Human brain development undergoes many critical stages of maturation from conception through late adolescence and early adulthood. Neurodevelopment begins approximately two to three weeks after conception with the formation of the neural tube, or neurulation, in which the lateral ends of the neural plate fold and fuse. Following neurulation is the process of neurogenesis in which morphogen gradients determine the identity of neural progenitors that give rise to neurons. This stage continues through gestation until birth, with some evidence of neurogenesis occurring after birth. Between four to 16 gestational weeks, microglia migrate into the developing brain to establish the pool of resident immune cells. Following neurogenesis, synaptogenesis begins at approximately 12 weeks in utero, and pruning of excess synapses and dendritic processes continue after birth. At 18 weeks, apoptosis eliminates overproduction of cells to refine cell populations and to ensure proper development and synaptic connectivity in the mature brain. At 22 weeks, gliogenesis results in the production of region- and subtype-specific glia, which continues through adulthood. At approximately 32 gestational weeks, glial cells aid in myelination of the neurons, and this process continues after birth into adulthood.

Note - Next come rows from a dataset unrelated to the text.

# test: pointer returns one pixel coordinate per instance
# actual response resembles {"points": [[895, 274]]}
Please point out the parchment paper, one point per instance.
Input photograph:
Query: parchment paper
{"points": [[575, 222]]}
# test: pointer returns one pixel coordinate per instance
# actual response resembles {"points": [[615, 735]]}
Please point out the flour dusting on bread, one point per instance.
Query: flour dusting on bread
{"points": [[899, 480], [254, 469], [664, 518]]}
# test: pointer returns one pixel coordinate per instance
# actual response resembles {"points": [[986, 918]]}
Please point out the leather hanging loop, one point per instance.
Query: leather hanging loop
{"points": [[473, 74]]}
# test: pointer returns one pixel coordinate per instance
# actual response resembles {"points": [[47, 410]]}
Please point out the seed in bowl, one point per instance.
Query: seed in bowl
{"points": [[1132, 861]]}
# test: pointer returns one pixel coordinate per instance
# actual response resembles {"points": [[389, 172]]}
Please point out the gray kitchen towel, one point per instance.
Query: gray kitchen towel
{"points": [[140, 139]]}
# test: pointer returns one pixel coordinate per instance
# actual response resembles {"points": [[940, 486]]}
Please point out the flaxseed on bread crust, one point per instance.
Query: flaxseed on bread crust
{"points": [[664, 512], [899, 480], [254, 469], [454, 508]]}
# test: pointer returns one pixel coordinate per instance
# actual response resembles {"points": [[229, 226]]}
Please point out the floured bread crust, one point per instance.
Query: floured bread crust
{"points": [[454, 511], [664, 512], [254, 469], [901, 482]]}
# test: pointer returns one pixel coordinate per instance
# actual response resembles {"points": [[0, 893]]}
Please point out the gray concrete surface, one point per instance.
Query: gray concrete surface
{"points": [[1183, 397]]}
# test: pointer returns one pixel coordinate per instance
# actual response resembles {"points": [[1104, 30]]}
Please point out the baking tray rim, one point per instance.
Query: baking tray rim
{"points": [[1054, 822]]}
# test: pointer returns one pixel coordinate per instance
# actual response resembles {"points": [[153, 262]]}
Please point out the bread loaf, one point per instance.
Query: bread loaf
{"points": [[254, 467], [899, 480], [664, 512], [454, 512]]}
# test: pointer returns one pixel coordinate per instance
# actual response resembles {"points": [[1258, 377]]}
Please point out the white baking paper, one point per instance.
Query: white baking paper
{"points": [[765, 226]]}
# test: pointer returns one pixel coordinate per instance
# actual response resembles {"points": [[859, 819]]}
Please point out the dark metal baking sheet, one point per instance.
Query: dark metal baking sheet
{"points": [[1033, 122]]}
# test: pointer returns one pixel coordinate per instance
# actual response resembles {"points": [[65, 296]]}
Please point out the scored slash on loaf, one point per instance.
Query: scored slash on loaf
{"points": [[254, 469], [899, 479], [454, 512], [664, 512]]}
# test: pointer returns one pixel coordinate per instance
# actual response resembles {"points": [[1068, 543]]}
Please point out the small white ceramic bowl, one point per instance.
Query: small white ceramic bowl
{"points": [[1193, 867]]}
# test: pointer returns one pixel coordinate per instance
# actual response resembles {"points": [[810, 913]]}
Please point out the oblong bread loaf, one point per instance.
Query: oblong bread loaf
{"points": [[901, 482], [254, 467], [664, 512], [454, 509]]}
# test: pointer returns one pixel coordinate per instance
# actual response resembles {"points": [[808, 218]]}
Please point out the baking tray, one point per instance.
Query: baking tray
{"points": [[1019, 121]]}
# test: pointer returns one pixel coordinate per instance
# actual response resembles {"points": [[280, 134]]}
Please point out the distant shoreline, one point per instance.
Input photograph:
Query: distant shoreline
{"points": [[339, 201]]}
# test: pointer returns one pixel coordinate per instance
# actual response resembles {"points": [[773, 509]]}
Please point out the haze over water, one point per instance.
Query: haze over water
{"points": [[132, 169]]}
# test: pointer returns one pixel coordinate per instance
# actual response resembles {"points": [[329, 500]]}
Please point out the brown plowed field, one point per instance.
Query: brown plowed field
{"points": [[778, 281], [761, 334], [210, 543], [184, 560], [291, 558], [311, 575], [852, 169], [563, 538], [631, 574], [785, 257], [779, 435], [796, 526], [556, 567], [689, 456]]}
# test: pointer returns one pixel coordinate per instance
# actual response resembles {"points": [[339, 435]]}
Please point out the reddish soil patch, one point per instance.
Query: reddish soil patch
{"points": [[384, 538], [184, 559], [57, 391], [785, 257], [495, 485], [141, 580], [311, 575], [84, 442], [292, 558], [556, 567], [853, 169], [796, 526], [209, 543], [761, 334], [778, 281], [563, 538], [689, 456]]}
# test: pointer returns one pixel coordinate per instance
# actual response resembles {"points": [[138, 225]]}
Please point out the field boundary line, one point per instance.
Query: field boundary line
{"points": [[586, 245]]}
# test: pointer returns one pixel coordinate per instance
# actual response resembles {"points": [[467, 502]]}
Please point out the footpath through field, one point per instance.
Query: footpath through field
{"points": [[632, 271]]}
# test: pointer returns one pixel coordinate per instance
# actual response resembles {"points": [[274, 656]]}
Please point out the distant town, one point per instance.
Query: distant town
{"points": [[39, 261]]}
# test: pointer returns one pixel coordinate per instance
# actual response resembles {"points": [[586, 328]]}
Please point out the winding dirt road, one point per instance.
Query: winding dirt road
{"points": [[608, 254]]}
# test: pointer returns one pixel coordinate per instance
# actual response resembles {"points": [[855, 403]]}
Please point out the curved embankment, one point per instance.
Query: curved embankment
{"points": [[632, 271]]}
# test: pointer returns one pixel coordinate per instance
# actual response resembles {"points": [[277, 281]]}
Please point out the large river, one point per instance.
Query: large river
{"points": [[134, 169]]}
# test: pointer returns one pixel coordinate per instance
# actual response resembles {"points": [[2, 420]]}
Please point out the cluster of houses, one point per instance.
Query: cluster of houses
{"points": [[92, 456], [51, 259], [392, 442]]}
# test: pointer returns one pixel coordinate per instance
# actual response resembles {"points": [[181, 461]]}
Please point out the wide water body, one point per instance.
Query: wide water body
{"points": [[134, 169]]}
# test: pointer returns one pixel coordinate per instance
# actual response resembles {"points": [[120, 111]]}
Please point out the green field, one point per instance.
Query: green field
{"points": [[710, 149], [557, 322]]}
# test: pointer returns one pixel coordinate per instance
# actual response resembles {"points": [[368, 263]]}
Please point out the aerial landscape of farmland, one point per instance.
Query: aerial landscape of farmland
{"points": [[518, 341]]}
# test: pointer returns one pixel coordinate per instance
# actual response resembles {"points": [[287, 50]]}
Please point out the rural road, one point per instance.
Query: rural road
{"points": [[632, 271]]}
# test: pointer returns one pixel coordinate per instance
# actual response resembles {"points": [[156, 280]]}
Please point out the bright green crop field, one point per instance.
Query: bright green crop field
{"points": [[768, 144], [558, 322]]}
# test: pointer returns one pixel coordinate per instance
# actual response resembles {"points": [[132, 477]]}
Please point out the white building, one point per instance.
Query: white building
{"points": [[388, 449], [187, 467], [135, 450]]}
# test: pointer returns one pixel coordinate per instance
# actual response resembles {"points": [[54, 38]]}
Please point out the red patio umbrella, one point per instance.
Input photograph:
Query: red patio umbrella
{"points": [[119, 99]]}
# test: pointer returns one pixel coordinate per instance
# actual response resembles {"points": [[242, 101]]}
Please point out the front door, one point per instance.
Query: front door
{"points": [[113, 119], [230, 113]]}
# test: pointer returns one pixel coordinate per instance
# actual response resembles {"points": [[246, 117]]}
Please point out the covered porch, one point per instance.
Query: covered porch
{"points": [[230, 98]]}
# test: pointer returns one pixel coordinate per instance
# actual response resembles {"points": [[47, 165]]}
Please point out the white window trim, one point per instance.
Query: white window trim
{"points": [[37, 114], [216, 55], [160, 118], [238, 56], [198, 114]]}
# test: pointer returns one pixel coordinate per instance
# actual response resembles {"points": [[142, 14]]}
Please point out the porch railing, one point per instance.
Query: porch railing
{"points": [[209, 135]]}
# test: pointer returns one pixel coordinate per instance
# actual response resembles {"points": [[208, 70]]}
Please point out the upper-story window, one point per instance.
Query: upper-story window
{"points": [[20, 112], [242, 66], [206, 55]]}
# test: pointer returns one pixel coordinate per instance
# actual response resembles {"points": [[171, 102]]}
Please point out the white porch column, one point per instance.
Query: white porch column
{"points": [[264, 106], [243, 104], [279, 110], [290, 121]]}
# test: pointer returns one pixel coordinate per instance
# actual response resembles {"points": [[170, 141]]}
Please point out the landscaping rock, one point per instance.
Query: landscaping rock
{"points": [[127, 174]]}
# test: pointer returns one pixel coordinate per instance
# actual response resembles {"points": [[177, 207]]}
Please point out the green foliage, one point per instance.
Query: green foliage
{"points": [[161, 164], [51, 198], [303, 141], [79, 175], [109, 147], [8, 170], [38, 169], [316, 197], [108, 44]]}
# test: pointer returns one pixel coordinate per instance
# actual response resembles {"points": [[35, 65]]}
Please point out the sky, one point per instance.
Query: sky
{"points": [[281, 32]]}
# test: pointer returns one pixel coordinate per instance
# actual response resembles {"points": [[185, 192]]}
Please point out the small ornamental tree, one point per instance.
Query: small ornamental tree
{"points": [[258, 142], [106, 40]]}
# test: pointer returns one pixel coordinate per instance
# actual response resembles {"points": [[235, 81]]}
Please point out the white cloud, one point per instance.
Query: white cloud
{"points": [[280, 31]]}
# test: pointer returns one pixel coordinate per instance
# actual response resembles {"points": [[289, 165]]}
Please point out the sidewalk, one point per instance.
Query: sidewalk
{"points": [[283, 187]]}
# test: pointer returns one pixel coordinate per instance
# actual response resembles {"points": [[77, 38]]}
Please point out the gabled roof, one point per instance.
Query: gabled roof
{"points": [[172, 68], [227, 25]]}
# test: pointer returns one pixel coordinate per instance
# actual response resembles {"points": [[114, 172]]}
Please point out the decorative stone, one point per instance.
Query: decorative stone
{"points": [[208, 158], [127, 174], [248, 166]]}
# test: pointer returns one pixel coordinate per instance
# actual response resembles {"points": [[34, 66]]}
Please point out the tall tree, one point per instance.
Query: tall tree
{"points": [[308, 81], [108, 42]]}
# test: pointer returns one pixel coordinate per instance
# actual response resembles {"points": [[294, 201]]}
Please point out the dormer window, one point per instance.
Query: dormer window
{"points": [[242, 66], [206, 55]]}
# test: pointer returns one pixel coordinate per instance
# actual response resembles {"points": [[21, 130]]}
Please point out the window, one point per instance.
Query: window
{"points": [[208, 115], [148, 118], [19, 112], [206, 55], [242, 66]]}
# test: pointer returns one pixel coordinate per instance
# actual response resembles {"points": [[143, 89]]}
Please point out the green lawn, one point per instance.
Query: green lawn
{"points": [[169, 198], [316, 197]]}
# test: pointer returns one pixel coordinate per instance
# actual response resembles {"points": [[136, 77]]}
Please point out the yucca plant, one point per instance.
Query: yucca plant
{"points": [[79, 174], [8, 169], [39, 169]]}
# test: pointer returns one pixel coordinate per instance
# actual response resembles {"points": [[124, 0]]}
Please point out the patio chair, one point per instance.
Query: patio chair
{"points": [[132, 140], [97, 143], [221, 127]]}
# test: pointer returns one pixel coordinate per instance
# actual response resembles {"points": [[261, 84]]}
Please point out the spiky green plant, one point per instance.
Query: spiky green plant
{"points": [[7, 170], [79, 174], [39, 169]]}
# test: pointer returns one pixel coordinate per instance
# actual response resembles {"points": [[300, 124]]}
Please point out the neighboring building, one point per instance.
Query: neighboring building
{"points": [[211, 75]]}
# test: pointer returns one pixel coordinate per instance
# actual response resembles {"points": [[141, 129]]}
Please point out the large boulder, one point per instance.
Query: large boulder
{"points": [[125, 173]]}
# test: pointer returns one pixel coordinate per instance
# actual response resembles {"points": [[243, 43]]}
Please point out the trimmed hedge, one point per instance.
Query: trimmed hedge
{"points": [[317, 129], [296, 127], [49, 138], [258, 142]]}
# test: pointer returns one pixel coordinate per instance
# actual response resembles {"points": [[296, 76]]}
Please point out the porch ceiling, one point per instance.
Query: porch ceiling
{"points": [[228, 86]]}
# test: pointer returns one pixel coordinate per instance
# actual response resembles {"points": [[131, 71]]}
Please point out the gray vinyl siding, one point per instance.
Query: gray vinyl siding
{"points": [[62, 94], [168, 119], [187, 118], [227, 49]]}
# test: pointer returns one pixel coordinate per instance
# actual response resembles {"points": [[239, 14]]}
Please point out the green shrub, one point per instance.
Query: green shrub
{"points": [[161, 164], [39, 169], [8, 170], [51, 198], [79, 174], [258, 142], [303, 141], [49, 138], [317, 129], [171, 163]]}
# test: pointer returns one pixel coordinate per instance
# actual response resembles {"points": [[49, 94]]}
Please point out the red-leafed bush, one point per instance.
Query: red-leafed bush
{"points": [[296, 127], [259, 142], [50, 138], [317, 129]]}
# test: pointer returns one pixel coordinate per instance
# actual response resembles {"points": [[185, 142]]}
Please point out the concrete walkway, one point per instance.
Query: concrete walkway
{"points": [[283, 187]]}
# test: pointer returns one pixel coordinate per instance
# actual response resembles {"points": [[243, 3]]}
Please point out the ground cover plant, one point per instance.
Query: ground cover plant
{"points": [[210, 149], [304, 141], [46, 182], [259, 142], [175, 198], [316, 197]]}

Fig. 3. In vitro models to study the effects of antiretroviral therapy on neurodevelopment

Induced pluripotent stem cells (iPSCs) offer new opportunities to study the effects of environmental factors and drugs on neurodevelopment. Targeted differentiated protocols can be used to generate neural progenitor cells (NPCs) and further patterning can lead to specific populations of neurons or glial cells. 2D cultures allow for highly enriched populations to study the effects of drugs in specific cell types. 3D culture approaches allow for the generation of organoids, which can recapitulate the heterogeneity of multiple cell populations and self-organization that is characteristic of fetal brain development. Forebrain cortical organoids exhibit proliferative ventricular zones and laminar stratification of neuronal layers reminiscent of the cerebral cortex. Microglia are generated from a distinct lineage and can be co-cultured with either 2D monolayer populations or 3D organoids to model virus-host interactions.